The difference democracy makes
The biggest-ever parliamentary gathering in Africa's history promises a new beginning for Pan-African democracy, writes Gamal Nkrumah
On Monday President Hosni Mubarak delivered the keynote address at the opening of the Conference of African Parliament Speakers, the largest ever gathering of African Members of Parliament in the continent's history. This landmark meeting ushered in a new dawn that promises to transform the political landscape of the continent of Africa.
But it is important to remember that the Cairo parliamentary meeting is only a beginning. It is a platform that can be used to build a true continent-wide democracy. A record number of 31 African Parliamentary Speakers attended the Cairo conference, representing diverse nations with different political systems, histories and democratic traditions.
The Chairman of the African Parliamentary Union Ibrahim Boubakr Keita also addressed the unprecedented assemblage, and stressed the vital importance of African cooperation in consolidating democratic gains on the continent.
Keita said that African people's trust in its democratic institutions is the cornerstone upon which democracy in Africa can be built. He said that the Cairo gathering was an important opportunity for African MPs to exchange views and ideas about their democratic experiences
The Speaker of the Egyptian National Assembly Dr Fathi Sorour said in his address to the gathering that the African continent faces serious challenges, but that there are also at the same time opportunities for overcoming the continent's problems. Sorour also told participants that Egypt is proud of its African identity and is determined to consolidate African unity and solidarity.
"Egypt has also bolstered all efforts to encourage democratic practice and good governance in the African continent. These efforts recently resulted in the issuance of the 1999 Algerian Declaration on unconstitutional regime changes."
Mubarak, in his speech, reminded his listeners of the important steps taken in the past decade to cement relations among African countries and ensure peace and stability in the continent. "Our efforts have been enhanced by the steps taken by our African continent to build peace and stability. Chief of these was the 1993 Cairo Declaration, creating the mechanism for the prevention, management an settlement of African disputes," Mubarak said.
The Cairo Conference of African Parliamentary Speakers must be evaluated in the context of the continent-wide effort to implement a series of political reforms and to root out the causes of conflict in Africa.
Mubarak stressed that "it was necessary to bring about just, peaceful settlements to disputes among African countries. Some of those disputes have been long-standing, distracting capabilities and energies that could have been directed towards development."

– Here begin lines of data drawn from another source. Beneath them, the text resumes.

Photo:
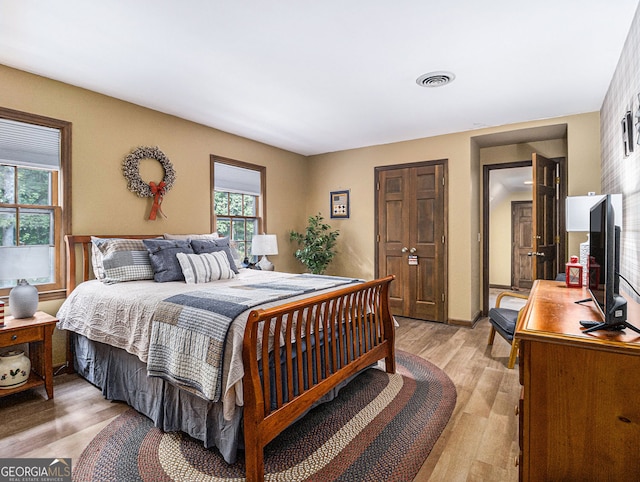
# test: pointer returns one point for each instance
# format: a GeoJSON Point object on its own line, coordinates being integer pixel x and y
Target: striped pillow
{"type": "Point", "coordinates": [205, 267]}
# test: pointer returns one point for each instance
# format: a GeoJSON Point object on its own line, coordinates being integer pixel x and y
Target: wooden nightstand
{"type": "Point", "coordinates": [37, 331]}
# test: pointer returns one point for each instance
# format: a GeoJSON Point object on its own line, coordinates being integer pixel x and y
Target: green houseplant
{"type": "Point", "coordinates": [316, 244]}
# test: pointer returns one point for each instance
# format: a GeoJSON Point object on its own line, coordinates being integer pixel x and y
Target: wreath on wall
{"type": "Point", "coordinates": [135, 183]}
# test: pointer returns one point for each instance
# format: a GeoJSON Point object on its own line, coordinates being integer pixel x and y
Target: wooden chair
{"type": "Point", "coordinates": [503, 321]}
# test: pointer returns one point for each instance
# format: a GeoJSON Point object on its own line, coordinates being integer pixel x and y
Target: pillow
{"type": "Point", "coordinates": [117, 260]}
{"type": "Point", "coordinates": [214, 246]}
{"type": "Point", "coordinates": [162, 253]}
{"type": "Point", "coordinates": [190, 236]}
{"type": "Point", "coordinates": [205, 267]}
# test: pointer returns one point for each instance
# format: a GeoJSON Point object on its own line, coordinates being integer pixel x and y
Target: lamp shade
{"type": "Point", "coordinates": [25, 262]}
{"type": "Point", "coordinates": [264, 244]}
{"type": "Point", "coordinates": [578, 209]}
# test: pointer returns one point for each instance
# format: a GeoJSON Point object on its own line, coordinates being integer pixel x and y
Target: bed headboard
{"type": "Point", "coordinates": [79, 267]}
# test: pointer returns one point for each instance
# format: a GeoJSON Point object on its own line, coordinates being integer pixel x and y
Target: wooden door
{"type": "Point", "coordinates": [521, 237]}
{"type": "Point", "coordinates": [412, 239]}
{"type": "Point", "coordinates": [546, 239]}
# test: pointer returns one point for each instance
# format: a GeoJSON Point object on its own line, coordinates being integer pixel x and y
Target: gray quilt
{"type": "Point", "coordinates": [189, 330]}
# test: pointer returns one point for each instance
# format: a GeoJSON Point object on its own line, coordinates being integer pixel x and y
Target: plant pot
{"type": "Point", "coordinates": [15, 368]}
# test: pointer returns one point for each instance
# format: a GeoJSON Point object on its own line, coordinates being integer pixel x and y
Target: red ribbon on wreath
{"type": "Point", "coordinates": [158, 192]}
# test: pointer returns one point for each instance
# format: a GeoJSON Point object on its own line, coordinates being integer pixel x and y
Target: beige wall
{"type": "Point", "coordinates": [354, 170]}
{"type": "Point", "coordinates": [106, 129]}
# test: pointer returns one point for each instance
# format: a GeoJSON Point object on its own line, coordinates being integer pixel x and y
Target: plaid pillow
{"type": "Point", "coordinates": [116, 260]}
{"type": "Point", "coordinates": [206, 267]}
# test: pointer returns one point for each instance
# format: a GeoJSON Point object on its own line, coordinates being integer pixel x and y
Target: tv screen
{"type": "Point", "coordinates": [603, 265]}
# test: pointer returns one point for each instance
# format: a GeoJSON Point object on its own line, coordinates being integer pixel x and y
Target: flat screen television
{"type": "Point", "coordinates": [603, 266]}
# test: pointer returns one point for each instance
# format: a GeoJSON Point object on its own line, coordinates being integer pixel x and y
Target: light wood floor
{"type": "Point", "coordinates": [478, 444]}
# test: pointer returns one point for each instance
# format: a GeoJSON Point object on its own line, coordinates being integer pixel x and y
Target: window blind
{"type": "Point", "coordinates": [29, 145]}
{"type": "Point", "coordinates": [236, 179]}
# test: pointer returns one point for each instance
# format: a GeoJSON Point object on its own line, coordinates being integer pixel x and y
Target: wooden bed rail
{"type": "Point", "coordinates": [322, 342]}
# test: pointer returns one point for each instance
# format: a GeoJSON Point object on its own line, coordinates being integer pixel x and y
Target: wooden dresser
{"type": "Point", "coordinates": [580, 404]}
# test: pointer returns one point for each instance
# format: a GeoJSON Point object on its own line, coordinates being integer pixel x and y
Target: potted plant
{"type": "Point", "coordinates": [316, 245]}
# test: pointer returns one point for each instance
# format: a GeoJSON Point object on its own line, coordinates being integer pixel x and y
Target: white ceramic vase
{"type": "Point", "coordinates": [15, 367]}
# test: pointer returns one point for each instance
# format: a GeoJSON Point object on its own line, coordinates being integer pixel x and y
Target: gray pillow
{"type": "Point", "coordinates": [165, 264]}
{"type": "Point", "coordinates": [212, 246]}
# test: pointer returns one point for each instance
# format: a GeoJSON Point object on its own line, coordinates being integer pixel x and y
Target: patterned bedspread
{"type": "Point", "coordinates": [189, 331]}
{"type": "Point", "coordinates": [122, 315]}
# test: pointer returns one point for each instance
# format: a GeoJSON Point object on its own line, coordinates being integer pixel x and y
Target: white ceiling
{"type": "Point", "coordinates": [321, 76]}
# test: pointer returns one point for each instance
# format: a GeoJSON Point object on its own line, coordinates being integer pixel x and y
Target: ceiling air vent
{"type": "Point", "coordinates": [435, 79]}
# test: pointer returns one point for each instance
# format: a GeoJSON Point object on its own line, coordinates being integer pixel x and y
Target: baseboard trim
{"type": "Point", "coordinates": [501, 287]}
{"type": "Point", "coordinates": [466, 323]}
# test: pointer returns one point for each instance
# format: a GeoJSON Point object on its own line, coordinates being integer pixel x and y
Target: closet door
{"type": "Point", "coordinates": [411, 239]}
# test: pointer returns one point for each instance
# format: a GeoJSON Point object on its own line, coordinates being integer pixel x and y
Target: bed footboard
{"type": "Point", "coordinates": [322, 341]}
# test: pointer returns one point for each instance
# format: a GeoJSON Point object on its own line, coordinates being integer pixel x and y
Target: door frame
{"type": "Point", "coordinates": [514, 205]}
{"type": "Point", "coordinates": [445, 227]}
{"type": "Point", "coordinates": [486, 170]}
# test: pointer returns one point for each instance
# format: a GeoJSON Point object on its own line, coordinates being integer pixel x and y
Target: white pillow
{"type": "Point", "coordinates": [205, 267]}
{"type": "Point", "coordinates": [190, 236]}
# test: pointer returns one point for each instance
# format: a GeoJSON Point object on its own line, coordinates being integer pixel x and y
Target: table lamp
{"type": "Point", "coordinates": [21, 263]}
{"type": "Point", "coordinates": [263, 245]}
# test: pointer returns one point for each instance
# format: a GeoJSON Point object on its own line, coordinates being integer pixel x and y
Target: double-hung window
{"type": "Point", "coordinates": [238, 201]}
{"type": "Point", "coordinates": [34, 204]}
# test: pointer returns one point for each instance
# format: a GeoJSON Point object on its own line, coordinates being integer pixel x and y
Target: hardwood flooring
{"type": "Point", "coordinates": [480, 443]}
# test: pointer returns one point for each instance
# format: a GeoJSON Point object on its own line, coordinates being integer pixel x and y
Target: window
{"type": "Point", "coordinates": [238, 201]}
{"type": "Point", "coordinates": [34, 201]}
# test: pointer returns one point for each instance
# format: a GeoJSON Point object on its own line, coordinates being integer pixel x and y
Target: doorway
{"type": "Point", "coordinates": [553, 211]}
{"type": "Point", "coordinates": [411, 241]}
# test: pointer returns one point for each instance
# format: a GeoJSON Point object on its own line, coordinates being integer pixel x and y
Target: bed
{"type": "Point", "coordinates": [293, 344]}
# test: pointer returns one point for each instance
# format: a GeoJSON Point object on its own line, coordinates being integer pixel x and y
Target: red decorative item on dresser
{"type": "Point", "coordinates": [573, 274]}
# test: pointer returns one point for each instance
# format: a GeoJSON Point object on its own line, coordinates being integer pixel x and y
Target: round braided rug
{"type": "Point", "coordinates": [380, 427]}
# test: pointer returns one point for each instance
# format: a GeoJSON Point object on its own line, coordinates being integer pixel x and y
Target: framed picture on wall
{"type": "Point", "coordinates": [340, 204]}
{"type": "Point", "coordinates": [627, 133]}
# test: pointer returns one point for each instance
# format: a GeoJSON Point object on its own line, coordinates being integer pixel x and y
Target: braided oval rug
{"type": "Point", "coordinates": [380, 427]}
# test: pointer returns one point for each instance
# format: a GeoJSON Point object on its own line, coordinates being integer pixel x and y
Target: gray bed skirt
{"type": "Point", "coordinates": [123, 377]}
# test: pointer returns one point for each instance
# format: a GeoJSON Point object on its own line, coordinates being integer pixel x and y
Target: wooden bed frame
{"type": "Point", "coordinates": [358, 314]}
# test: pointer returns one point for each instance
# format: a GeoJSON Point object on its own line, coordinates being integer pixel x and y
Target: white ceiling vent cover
{"type": "Point", "coordinates": [435, 79]}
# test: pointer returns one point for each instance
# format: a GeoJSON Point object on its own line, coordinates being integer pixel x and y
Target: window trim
{"type": "Point", "coordinates": [57, 289]}
{"type": "Point", "coordinates": [261, 208]}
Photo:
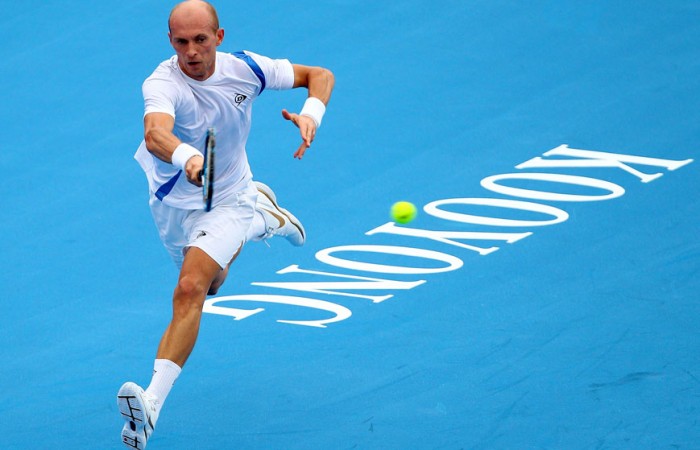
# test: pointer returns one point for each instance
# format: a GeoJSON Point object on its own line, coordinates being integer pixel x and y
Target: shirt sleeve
{"type": "Point", "coordinates": [279, 73]}
{"type": "Point", "coordinates": [159, 95]}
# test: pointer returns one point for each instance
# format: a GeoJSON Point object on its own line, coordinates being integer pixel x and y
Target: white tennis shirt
{"type": "Point", "coordinates": [223, 101]}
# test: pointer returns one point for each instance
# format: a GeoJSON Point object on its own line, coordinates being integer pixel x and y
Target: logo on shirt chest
{"type": "Point", "coordinates": [238, 99]}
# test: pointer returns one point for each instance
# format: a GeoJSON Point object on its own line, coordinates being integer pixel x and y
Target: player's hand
{"type": "Point", "coordinates": [307, 128]}
{"type": "Point", "coordinates": [193, 168]}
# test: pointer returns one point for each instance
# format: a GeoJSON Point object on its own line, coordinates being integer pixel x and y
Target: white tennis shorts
{"type": "Point", "coordinates": [219, 232]}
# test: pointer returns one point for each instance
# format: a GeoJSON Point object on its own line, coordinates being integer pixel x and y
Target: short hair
{"type": "Point", "coordinates": [214, 17]}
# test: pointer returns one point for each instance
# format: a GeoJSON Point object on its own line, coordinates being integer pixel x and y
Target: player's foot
{"type": "Point", "coordinates": [279, 221]}
{"type": "Point", "coordinates": [138, 409]}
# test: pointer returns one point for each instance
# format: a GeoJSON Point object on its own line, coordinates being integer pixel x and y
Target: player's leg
{"type": "Point", "coordinates": [197, 273]}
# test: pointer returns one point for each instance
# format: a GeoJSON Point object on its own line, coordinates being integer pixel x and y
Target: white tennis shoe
{"type": "Point", "coordinates": [139, 411]}
{"type": "Point", "coordinates": [279, 221]}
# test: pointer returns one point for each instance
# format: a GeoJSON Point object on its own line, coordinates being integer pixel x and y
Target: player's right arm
{"type": "Point", "coordinates": [162, 143]}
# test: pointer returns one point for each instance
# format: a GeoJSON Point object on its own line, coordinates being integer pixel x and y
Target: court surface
{"type": "Point", "coordinates": [545, 303]}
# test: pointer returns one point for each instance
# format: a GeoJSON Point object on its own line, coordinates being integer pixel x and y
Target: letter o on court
{"type": "Point", "coordinates": [326, 256]}
{"type": "Point", "coordinates": [614, 190]}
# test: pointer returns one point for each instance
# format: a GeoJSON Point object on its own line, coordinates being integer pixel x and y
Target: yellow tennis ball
{"type": "Point", "coordinates": [403, 212]}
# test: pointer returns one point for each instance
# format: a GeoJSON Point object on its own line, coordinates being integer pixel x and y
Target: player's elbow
{"type": "Point", "coordinates": [150, 136]}
{"type": "Point", "coordinates": [326, 76]}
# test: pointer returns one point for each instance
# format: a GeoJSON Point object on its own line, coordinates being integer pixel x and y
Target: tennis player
{"type": "Point", "coordinates": [199, 88]}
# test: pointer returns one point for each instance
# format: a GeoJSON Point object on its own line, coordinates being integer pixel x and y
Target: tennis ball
{"type": "Point", "coordinates": [403, 212]}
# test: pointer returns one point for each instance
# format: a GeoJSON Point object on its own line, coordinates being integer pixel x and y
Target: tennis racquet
{"type": "Point", "coordinates": [207, 173]}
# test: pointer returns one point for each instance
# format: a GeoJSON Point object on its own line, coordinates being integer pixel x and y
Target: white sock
{"type": "Point", "coordinates": [165, 372]}
{"type": "Point", "coordinates": [257, 229]}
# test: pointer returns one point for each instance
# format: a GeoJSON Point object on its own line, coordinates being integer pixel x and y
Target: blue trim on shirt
{"type": "Point", "coordinates": [253, 65]}
{"type": "Point", "coordinates": [167, 187]}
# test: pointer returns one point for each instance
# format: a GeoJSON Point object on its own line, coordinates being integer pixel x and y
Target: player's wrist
{"type": "Point", "coordinates": [182, 154]}
{"type": "Point", "coordinates": [315, 109]}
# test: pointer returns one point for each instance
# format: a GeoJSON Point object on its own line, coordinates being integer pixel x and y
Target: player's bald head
{"type": "Point", "coordinates": [191, 8]}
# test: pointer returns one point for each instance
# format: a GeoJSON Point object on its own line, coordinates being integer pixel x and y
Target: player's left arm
{"type": "Point", "coordinates": [319, 82]}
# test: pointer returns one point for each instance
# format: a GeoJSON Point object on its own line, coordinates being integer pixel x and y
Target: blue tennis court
{"type": "Point", "coordinates": [547, 295]}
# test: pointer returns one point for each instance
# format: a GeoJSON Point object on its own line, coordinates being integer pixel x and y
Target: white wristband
{"type": "Point", "coordinates": [315, 109]}
{"type": "Point", "coordinates": [182, 154]}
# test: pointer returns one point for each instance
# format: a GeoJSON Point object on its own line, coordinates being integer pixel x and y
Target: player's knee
{"type": "Point", "coordinates": [218, 281]}
{"type": "Point", "coordinates": [190, 290]}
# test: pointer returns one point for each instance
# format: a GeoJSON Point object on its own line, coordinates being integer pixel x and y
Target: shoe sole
{"type": "Point", "coordinates": [267, 192]}
{"type": "Point", "coordinates": [132, 408]}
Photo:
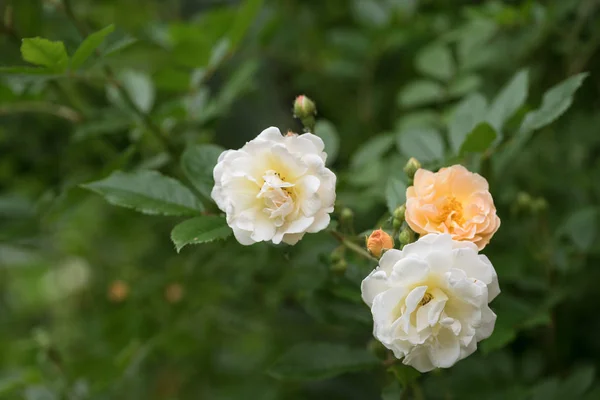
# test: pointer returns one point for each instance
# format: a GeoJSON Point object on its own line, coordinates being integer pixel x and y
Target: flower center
{"type": "Point", "coordinates": [427, 297]}
{"type": "Point", "coordinates": [278, 197]}
{"type": "Point", "coordinates": [452, 211]}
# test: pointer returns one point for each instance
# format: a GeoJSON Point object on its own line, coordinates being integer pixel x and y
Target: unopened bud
{"type": "Point", "coordinates": [304, 107]}
{"type": "Point", "coordinates": [347, 214]}
{"type": "Point", "coordinates": [411, 167]}
{"type": "Point", "coordinates": [174, 293]}
{"type": "Point", "coordinates": [118, 291]}
{"type": "Point", "coordinates": [339, 267]}
{"type": "Point", "coordinates": [406, 236]}
{"type": "Point", "coordinates": [379, 241]}
{"type": "Point", "coordinates": [400, 212]}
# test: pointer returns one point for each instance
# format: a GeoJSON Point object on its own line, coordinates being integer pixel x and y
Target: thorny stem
{"type": "Point", "coordinates": [352, 246]}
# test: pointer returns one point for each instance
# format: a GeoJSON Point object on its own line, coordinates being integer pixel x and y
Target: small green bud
{"type": "Point", "coordinates": [406, 236]}
{"type": "Point", "coordinates": [347, 214]}
{"type": "Point", "coordinates": [304, 108]}
{"type": "Point", "coordinates": [411, 167]}
{"type": "Point", "coordinates": [339, 267]}
{"type": "Point", "coordinates": [400, 212]}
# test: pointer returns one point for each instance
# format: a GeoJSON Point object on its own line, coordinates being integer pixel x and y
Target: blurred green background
{"type": "Point", "coordinates": [95, 303]}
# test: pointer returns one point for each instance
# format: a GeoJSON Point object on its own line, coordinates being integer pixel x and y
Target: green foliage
{"type": "Point", "coordinates": [315, 361]}
{"type": "Point", "coordinates": [148, 192]}
{"type": "Point", "coordinates": [199, 230]}
{"type": "Point", "coordinates": [97, 304]}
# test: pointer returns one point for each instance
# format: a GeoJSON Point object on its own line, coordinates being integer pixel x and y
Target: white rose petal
{"type": "Point", "coordinates": [430, 301]}
{"type": "Point", "coordinates": [275, 188]}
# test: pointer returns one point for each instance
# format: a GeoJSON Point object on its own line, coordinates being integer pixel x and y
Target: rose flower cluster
{"type": "Point", "coordinates": [430, 299]}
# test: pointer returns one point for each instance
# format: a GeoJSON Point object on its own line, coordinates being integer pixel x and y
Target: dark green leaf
{"type": "Point", "coordinates": [198, 162]}
{"type": "Point", "coordinates": [395, 194]}
{"type": "Point", "coordinates": [469, 112]}
{"type": "Point", "coordinates": [317, 361]}
{"type": "Point", "coordinates": [509, 100]}
{"type": "Point", "coordinates": [326, 131]}
{"type": "Point", "coordinates": [479, 139]}
{"type": "Point", "coordinates": [148, 192]}
{"type": "Point", "coordinates": [197, 230]}
{"type": "Point", "coordinates": [436, 61]}
{"type": "Point", "coordinates": [43, 52]}
{"type": "Point", "coordinates": [554, 103]}
{"type": "Point", "coordinates": [89, 45]}
{"type": "Point", "coordinates": [424, 144]}
{"type": "Point", "coordinates": [421, 92]}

It has become imperative to acknowledge that rampant poverty and economic malaise lie at the heart of the security and political problems in Africa. Poverty is the continent's most vicious enemy, hampering social and economic development efforts.
The key as Mubarak noted was "more active participation of the people", in both the development enterprise and the democratic process.
"Those steps also included the African Agreement on the Prevention and Combat of Terrorism, adopted in July 1999, which bolstered the credibility of Egypt's initiative to convoke an international conference under the United Nations supervision to lead to a binding international convention to ward off the evils of terrorism," Mubarak said.
Indeed, even as the Cairo Conference of Parliament Speakers came to a close, the trial of three Kenyans charged with plotting to bomb the United States Embassy in the Kenyan capital Nairobi commenced. The three Kenyan Al-Qa'eda suspects -- Mohamed Kubwa Seif, Said Saggar Ahmed and Salmin Mohamed Khamisi -- are accused of "conspiracy to commit felony" and plotting to bomb the new US Embassy in Nairobi, which replaced the one blasted in 1998 and which claimed the lives of 213 mostly innocent Kenyans.
The three Kenyans are also charged with taking part in the blasting the Israeli-owned Paradise Hotel on the outskirts of the Kenyan port city of Mombasa. Kenya's once thriving tourism industry has been severely damaged by these repeated terrorist attacks.
In Egypt, too, even though the threat of terrorism has subsided considerably in the past decade, recent events have raised fears of a resurgence of the terrorist threat. This week French news agency AFP reported that it received an anonymous telephone call from a man claiming to represent a militant Islamist group based in Yemen called Ansar Al-Haq, the Apostles of Truth, which he said carried out an attack which brought down an Egyptian airliner shortly after it took off from the Egyptian Red Sea resort of Sharm El-Sheikh on Saturday killing off all 148 aboard.
The Egyptian aviation and security authorities have, however, ruled out a terrorist attack as the cause of the crash even though French officials have so far declined to rule out any specific cause for the crash.
Several countries in Africa have had to face the threat of terrorism, and there is a realisation that the only way forward is to coordinate efforts.
The causes of terrorism, a long list that is topped by poverty, social and economic injustice, must be tackled head on.
Nevertheless the message from Cairo is a positive one: Africa stands at the crossroads. It is still too early to declare the death of dictatorship, civil wars and terrorism in Africa. But in a collective display of wisdom and will African parliament speakers are preparing the foundation stones for a more democratic future. They must prove that democracy in Africa is more than skin deep.